In a news conference Tuesday morning in Lexington, Kentucky Sen. Damon Thayer, R-Georgetown, said he expected this result.

"I think if you follow SCOTUS on a regular basis, you could read the tea leaves," Thayer said. "And if you read Justice Alito’s potential opinion — that was, again, leaked in an unprecedented manner — I think you can see this coming. I think we’re all just hopeful and ... ready to get to work in January if we need to take further steps."

Sen. Donald Douglass, R-Nicholasville, reiterated that point, ensuring Senate Republicans will be ready in Frankfort.

"I think we have to be very, very careful how we approach this and what we say about this," Douglass said Tuesday. "But if this truly is true, I want you to know Kentucky General Assembly is ready. We’re ready to meet and we’re ready to create some of the toughest laws that there are."

Kentucky Rep. John Yarmuth, D-Louisville, tweeted on Tuesday that banning abortion "means women will die."

"It’s official; the United States is under minority rule, and that minority doesn’t include women," he wrote. "Forced birth is un-American. Banning abortion means women will die. It’s that devastatingly simple."

Sen. Morgan McGarvey, D-Louisville, called a potential ban a "sickening setback for women in Kentucky."

"The Kentucky General Assembly has acted in such a way that all abortion access will be cut off — including just this year — voting 30-8 to make sure that there are no exemptions for a woman or child who's a victim of rape or incest," he said.

Twenty-six states are certain or likely to ban abortion if Roe v. Wade is overturned, according to the pro-abortion rights think tank the Guttmacher Institute. Of those, 22 states already have total or near-total bans on the books that are currently blocked by Roe. Four more states are considered likely to quickly pass bans, if Roe is overturned.

If the issue of abortion rights does eventually fall on each state, Kentucky has a trigger law in place, one of 13 in the country.

"If Roe v. Wade is overturned, the law passed in Kentucky back in 2019 would automatically take effect and would ban access to abortion in Kentucky," Abrams said.

That could force women seeking an abortion to go to other states for the procedure.

"I actually think that the eyes of the country are going to turn to Kentucky quicker than we might expect," Abrams said. "Kentucky is actually, I think will be the first state to actually push the question of abortion access to the people as compared to the state legislature."

Indiana doesn't have a trigger law.

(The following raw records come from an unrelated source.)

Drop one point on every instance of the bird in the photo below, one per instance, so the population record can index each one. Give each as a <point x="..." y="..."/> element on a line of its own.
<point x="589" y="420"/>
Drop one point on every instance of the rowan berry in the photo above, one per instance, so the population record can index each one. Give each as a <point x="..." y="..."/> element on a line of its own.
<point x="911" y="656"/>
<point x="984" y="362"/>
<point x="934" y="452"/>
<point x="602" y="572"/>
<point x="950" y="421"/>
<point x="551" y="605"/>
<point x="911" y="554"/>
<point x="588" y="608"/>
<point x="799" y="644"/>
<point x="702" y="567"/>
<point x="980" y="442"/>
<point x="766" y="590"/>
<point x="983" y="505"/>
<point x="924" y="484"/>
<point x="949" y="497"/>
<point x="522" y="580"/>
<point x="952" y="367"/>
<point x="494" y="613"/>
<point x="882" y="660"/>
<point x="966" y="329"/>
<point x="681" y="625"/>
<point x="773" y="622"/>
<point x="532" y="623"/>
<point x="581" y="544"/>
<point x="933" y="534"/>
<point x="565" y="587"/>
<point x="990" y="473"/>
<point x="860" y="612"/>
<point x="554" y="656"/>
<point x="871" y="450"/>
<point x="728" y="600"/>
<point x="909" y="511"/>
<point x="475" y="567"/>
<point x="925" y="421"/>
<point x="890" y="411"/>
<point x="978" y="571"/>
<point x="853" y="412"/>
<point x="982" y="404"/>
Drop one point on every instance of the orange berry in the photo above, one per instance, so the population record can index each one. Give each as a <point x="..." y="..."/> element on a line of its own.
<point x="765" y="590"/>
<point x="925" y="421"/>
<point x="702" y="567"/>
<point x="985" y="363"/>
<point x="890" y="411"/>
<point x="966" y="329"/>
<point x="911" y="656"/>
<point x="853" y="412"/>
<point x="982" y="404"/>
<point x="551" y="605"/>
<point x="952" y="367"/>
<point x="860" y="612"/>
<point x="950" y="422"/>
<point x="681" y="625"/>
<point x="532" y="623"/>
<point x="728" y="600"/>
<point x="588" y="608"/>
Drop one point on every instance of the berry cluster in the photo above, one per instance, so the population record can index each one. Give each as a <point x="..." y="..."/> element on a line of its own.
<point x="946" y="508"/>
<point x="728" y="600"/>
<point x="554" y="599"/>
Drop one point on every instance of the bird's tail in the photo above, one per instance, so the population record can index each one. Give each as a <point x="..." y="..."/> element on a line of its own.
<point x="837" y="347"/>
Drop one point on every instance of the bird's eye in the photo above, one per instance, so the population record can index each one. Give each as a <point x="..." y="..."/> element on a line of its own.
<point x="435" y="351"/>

Political experts in the Hoosier state also think it would have its own say, no longer under under a federal umbrella. It's likely abortion laws would become more strict in the state.

"It would give the state a lot of liberty to decide how we want to address this policy," said Dr. Laura Wilson, a Political Science professor at the University of Indianapolis. "It's quite possible that we would follow precedents that we've seen in Texas and Mississippi, but the state itself is not a monolith and it is hoped you would see a diversity of opinions and hopefully some thoughtful leadership in crafting this legislation."

Senate Minority Leader Mitch McConnell, R-Kentucky, decried the leaked document, saying the U.S. Supreme Court should be "completely free to do their jobs." Blaming the leak on the "radical left," McConnell said the justices should have the full support without an "inappropriate pressure campaign." 

"I want all nine Justices to know there are still principled Senators who have their backs no matter what," he said. "There are still some people in this Capitol — and a majority in the Senate — whose support for the rule of law is not conditional."

Monday night's leak jumpstarted the intense political reverberations that the high court’s ultimate decision was expected to have in the midterm election year. Already, politicians on both sides of the aisle were seizing on the report to fundraise and energize their supporters on either side of the hot-button issue.

A decision is expected sometime this summer.